Nel merito il «pacchetto» suscita - come è noto - riserve significative in molti ambienti politici ed economici. Ma dal punto di vista politico il dato è che il governo riesce ancora una volta a sopravvivere. Tuttavia per riuscirci ha fatto ricorso al voto di fiducia, nonostante l'ampia maggioranza numerica a Montecitorio. E la fiducia serve non solo a nascondere le fratture nella maggioranza, quanto a ingabbiare l'estrema sinistra, obbligandola a esprimere un consenso che equivale a un sacrificio politico.
Ne deriva che la stabilità di Prodi ha un prezzo. Non è vero che la soluzione trovata «accontenta tutti», come dice il premier per farsi coraggio. È proprio il contrario. Lo "strappo" con la sinistra comunista segna una svolta che può avere gravi effetti nel giro di qualche settimana. Rifondazione è un partito ferito, incerto sul da farsi (al di là del doveroso voto di fiducia) e con i gruppi parlamentari divisi. La cosiddetta "verifica" chiesta da Giordano nel mese di gennaio è un primo tentativo di trarsi d'impaccio, ma è chiaro che Rifondazione ha subito una sconfitta politica in un quadro generale per lei già difficile.

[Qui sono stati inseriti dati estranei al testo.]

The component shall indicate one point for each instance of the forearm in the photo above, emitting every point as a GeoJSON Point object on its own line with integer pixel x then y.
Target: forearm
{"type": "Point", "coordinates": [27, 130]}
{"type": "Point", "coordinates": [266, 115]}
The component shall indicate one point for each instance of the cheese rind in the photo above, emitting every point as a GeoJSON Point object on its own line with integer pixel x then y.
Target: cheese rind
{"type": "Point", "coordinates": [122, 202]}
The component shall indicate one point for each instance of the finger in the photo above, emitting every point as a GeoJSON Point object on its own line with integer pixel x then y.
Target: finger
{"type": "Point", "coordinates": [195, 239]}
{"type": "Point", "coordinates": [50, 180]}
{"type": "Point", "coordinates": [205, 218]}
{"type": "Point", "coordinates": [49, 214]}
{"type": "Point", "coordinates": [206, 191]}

Non solo. Al Senato il «pacchetto Welfare» incontrerà ben altri problemi che alla Camera. Il malumore della sinistra potrebbe causare qualche smottamento in una maggioranza al solito assai risicata. E non va dimenticato l'altro terreno insidioso rappresentato dai provvedimenti sulla sicurezza (compresa la questione delle espulsioni degli immigrati). Rifondazione, comunisti italiani e verdi rischiano di trovarsi a votare tra poco - ancora una volta a Palazzo Madama - un testo su cui nella maggioranza non mancano le polemiche.
Da un lato, quindi, la scelta di Prodi finisce per mettere la sinistra comunista contro il suo elettorato tradizionale: sia sul Welfare sia sulla sicurezza. Il che provoca un corto circuito politico. Dall'altro, il peggio deve ancora venire per Giordano e Diliberto. Lamberto Dini, il vincitore della giornata di ieri, è convinto che «la maggioranza non c'è più» e che il quadro politico in cui è nato il governo Prodi «sia in via di superamento». Come dire che il binomio Dini-Bordon, da ieri ufficialmente alleati come "liberaldemocratici", non intende fermarsi. Con il Welfare si considera appena all'antipasto. E al Senato ha parecchie carte da giocare. In un certo senso si potrebbe dire che i centristi hanno messo in pratica la lezione appresa dall'estrema sinistra. Tenere sotto pressione Palazzo Chigi e obbligarlo a fare concessioni. Finora Prodi aveva privilegiato i rapporti con Rifondazione. Ieri ha seguito la via opposta e ha incassato l'accusa di guidare «il governo della Confindustria». Ma nella sostanza doveva scegliere e ha scelto, ponendo la fiducia. Con ciò ha ammesso che la sintesi nella coalizione è impossibile.